The free market system we currently trade in (post-gold standard) allows gold to act very similarly to a currency.
Gold is not often used for direct payments; however, it is highly liquid and can be converted to cash in most currencies very simply.
That said, gold is, first and foremost, a commodity often grouped with other precious metals, such as silver, platinum and palladium.

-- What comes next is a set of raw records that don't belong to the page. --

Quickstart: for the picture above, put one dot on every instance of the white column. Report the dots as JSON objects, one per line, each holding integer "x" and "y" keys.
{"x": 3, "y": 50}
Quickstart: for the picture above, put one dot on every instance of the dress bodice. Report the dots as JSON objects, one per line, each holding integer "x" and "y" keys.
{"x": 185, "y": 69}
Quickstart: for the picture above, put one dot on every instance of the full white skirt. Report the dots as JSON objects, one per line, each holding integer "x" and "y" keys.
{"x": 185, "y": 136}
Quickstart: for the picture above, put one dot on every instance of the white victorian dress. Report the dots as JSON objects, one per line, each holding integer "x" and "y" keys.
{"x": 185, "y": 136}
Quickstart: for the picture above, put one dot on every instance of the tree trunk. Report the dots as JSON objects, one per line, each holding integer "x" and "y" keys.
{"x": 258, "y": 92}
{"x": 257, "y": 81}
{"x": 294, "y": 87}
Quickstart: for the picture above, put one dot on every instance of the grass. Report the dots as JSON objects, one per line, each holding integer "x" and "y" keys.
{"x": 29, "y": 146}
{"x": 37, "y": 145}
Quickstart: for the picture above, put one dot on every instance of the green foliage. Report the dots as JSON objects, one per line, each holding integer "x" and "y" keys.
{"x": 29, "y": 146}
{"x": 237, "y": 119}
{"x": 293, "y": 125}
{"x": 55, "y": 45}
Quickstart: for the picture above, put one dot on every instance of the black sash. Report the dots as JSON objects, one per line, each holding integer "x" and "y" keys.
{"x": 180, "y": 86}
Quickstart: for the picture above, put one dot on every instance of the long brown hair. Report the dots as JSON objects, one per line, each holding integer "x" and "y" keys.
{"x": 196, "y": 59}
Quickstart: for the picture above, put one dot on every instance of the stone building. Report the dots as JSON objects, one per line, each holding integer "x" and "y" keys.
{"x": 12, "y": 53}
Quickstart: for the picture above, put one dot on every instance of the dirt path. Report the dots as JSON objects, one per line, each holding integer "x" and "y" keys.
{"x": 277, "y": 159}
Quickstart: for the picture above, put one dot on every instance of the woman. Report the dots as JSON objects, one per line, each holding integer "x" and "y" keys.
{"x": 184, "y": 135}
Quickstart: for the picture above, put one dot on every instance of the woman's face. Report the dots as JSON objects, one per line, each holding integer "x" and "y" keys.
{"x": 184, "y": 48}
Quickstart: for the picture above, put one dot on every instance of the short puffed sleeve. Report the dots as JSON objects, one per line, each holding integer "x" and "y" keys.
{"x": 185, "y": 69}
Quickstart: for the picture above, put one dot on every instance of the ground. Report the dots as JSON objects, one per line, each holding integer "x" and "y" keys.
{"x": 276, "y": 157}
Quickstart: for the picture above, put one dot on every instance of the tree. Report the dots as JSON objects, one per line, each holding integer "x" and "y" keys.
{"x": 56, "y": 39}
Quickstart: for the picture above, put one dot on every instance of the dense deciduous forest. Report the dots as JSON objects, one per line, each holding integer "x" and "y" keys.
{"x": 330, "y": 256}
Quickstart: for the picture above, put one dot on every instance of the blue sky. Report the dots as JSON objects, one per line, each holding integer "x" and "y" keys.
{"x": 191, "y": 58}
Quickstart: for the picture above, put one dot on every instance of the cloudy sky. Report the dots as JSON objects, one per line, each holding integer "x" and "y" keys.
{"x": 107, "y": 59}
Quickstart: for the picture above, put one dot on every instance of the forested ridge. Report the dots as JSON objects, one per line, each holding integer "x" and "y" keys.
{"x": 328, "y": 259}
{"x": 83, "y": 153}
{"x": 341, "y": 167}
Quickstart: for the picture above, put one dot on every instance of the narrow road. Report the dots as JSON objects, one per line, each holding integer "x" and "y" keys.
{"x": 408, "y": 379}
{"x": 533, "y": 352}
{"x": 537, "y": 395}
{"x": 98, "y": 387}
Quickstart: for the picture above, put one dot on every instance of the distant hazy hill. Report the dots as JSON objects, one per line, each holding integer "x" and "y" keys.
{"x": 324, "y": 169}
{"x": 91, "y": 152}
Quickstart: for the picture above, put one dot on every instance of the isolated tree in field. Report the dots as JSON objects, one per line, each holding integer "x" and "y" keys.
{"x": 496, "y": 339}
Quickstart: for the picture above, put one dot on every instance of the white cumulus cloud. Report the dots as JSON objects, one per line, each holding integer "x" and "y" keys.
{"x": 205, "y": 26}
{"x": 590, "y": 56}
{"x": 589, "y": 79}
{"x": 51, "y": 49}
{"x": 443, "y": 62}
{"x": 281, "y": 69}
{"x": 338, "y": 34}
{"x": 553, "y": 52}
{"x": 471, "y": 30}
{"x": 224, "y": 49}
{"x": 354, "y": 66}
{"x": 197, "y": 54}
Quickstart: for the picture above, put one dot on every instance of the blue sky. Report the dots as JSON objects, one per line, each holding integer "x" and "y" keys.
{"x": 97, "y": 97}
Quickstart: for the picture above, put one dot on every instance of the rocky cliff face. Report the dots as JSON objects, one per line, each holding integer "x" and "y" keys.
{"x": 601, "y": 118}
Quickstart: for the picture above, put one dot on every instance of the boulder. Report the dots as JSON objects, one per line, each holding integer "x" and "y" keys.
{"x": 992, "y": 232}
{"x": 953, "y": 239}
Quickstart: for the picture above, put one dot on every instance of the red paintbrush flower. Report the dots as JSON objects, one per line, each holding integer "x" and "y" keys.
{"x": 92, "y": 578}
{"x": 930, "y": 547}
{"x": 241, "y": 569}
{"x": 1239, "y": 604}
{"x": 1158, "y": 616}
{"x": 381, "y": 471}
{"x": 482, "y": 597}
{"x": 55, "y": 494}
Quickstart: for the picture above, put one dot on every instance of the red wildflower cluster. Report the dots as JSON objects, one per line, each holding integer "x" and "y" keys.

Gold is a global commodity and can be traded in many currencies. However, the typical market quote is to price gold in "US dollars per troy ounce".
This relationship to the US dollar is one of many important factors that influence the price of gold, which we’ll now take a look at.
What factors impact the price of gold?
Unlike oil or coffee, for example, gold isn't consumed (although sometimes chefs get bored with edible ingredients and add them in). Also, as it is virtually indestructible, most of the gold that hase ever been mined is still around to this day. As such, the price of gold is moved more by a combination of supply and demand, and investor behavious.
Nowadays, when other investments seem too risky, gold is often seen as a "safe haven".
It generally performs well during global crises such as wars, terrorist attackes, and pandemics, to name but a few, as it is seen as an attractive hedge.
For example, if the US central bank, the Federal Reserve, decided to cut interest rates, this would usually weaken the US dollar and lift the price of gold.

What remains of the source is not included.